Your message isn’t relevant to them. There are lots of reasons people opt into email lists, but chances are you offered some benefit. If what you offered was a one-time thing—a white paper, for example—and they got the offer, they may decide staying on your list isn’t worth it. You have to continually prove your right to be there.
Insurance tends to be something people don’t really think about until they need it—especially if they’re on the consumer side. So it can be especially challenging for insurance marketers to keep their emails current.
It’s always smart to take a look at your content and see how relevant it is. Have you kept it interesting and exciting? Is it easily accessible to your audience? Are you talking about topics of immediate concern to them?
Your emails aren’t personalized. Personalizing your emails can boost your open rates as much as 29%, according to a study by ActiveTrail https://www.activetrail.com/marketing_blog/marketing_automation_articles/13-incredibly-surprising-email-personalization-statistics/ and they increase click rates as much as 41% within an email. Making sure your emails are as personalized as possible using dynamically populated fields can really help.
Your emails aren’t targeted. Beyond that, however, your content has to be specifically relevant to that reader. How targeted is your email list? If you’re sending the same email to everyone, you may be missing chances to target. Consider how to divide up your list—by age, income level, profession, type of insurance they already own, whether they rent or buy—and tailoring marketing strategies according to those divisions.
You’re sending your emails too often.
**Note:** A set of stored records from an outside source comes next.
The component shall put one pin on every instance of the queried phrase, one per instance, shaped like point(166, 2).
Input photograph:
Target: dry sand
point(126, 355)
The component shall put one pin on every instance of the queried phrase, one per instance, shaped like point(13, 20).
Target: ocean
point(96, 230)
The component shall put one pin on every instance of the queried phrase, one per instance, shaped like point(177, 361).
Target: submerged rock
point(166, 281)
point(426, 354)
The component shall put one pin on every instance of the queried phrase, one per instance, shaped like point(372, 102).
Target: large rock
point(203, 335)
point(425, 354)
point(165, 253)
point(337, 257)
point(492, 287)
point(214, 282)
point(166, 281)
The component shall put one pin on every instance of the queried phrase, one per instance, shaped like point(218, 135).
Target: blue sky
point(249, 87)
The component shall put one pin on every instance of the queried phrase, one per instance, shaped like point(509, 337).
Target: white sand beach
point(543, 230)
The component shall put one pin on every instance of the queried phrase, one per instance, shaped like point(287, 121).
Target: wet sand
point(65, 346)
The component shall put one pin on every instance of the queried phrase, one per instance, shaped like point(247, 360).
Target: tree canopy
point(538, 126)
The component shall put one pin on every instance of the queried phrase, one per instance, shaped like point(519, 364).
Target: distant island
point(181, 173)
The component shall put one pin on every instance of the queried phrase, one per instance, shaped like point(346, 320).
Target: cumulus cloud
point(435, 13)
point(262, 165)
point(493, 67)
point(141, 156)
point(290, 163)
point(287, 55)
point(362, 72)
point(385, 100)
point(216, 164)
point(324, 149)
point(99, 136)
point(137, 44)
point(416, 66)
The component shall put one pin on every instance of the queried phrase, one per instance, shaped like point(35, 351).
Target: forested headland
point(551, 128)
Approximately 67% of readers have unsubscribed from a mailing list because they send too often, according to a recent study by Litmus and Fluent https://litmus.com/lp/spam-complaints. But how much is too often? It can be tough to know. One option you have is to let customers specify how often they’d like to receive their emails. This gives customers a sense of control—and doesn’t leave you guessing.
Your emails aren’t easy to read on a phone. Most people check email on their phones. If your emails aren’t easily read and scannable on any size screen, you’re missing out on the majority of your audience.
Be careful of overly designed emails that are too image-heavy. If not properly mobile-optimized, these emails can look great on some screens and not so great on others. When in doubt, keep it simple.
They didn’t realize they signed up in the first place. GDPR rules require that you have a conscious opt-in feature that lets people specifically choose to opt into your email—but some companies still buy lists and add people under dubious circumstances. If you’ve done that in the past, it’s never too late to clean up your list. You can start by go through your list, delete inactive email addresses, and start over with a core group of clearly engaged addresses.
You’re too salesy. People don’t like being sold to all the time. Bear in mind that your emails should be giving something to them—not trying to get something from them. Always ask yourself on every campaign what it is you’re offering with these emails.
If you’re seeing a spike in unsubscribes, it’s a fixable problem. Take a close look at your content and whether it’s relevant to your audience. Personalize and segment your list as much as possible to boost relevancy. Weed inactive emails off your list, and clean up your list-building tactics if necessary. Hopefully, these steps will go a long way toward improving your open rates.